Demikian pula halnya dengan para artis;
mereka berusaha untuk mendapatkan cinta fans mereka. Mereka mengatur tingkah
laku dan penampilan agar sesuai dengan selera pasar. Tetapi pada akhirnya,
mereka pun akan mendapatkan kekecewaan yang mendalam ketika para fans beralih
untuk mencintai artis lain yang lebih muda dan lebih cantik. Penderitaan
manusia modern diakibatkan oleh keinginan untuk dicintai sesama manusia.
Akibatnya, kita akan dirundung oleh kekecewaan demi kekecewaan.
Sebagaimana dikatakan oleh Erick Fromm,
yang bisa dilakukan untuk menyembuhkan penyakit itu adalah dengan belajar
mencintai.

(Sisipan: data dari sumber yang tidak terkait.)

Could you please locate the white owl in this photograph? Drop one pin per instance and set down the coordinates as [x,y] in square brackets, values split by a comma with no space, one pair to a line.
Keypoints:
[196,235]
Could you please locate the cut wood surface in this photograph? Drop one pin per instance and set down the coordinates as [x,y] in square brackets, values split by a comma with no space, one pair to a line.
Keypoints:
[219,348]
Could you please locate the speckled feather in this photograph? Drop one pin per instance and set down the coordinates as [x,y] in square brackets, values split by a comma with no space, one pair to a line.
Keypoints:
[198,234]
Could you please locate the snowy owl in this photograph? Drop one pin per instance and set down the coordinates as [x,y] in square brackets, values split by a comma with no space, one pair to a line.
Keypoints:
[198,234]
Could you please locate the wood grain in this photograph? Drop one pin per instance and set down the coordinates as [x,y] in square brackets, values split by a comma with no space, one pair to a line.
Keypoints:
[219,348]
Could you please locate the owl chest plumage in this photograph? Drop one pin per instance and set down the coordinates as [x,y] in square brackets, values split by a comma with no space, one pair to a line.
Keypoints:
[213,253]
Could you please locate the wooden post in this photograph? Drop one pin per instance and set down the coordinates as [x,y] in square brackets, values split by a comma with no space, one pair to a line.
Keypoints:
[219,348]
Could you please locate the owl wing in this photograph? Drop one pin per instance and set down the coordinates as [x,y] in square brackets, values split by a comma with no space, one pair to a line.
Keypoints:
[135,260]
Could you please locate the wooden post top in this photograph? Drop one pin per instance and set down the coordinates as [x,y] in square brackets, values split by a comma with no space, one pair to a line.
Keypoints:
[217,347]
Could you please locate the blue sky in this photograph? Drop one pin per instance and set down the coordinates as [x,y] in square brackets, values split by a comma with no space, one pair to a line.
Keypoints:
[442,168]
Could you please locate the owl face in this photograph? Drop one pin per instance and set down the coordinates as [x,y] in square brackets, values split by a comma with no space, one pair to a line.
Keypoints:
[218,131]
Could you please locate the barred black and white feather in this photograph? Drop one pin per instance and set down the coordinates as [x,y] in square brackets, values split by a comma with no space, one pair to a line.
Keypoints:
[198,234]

Kebahagiaan hidup kita tergantung kepada apa yang kita cintai.
Kebahagiaan tak dapat diperoleh dengan dicintai. Akan tetapi di dalam wacana
pengetahuan modern, kita menemukan sedikit sekali ada literatur yang berisi
pelajaran untuk mencintai. Buku-buku mutakhir mengajarkan kita akan kiat-kiat
untuk dicintai. Datanglah ke sebuah toko buku, Anda akan menemukan banyak
sekali buku yang ditulis yang berisi tentang kiat-kiat agar dicintai oleh lawan
jenis, atasan, atau rekan-rekan di tempat kerja.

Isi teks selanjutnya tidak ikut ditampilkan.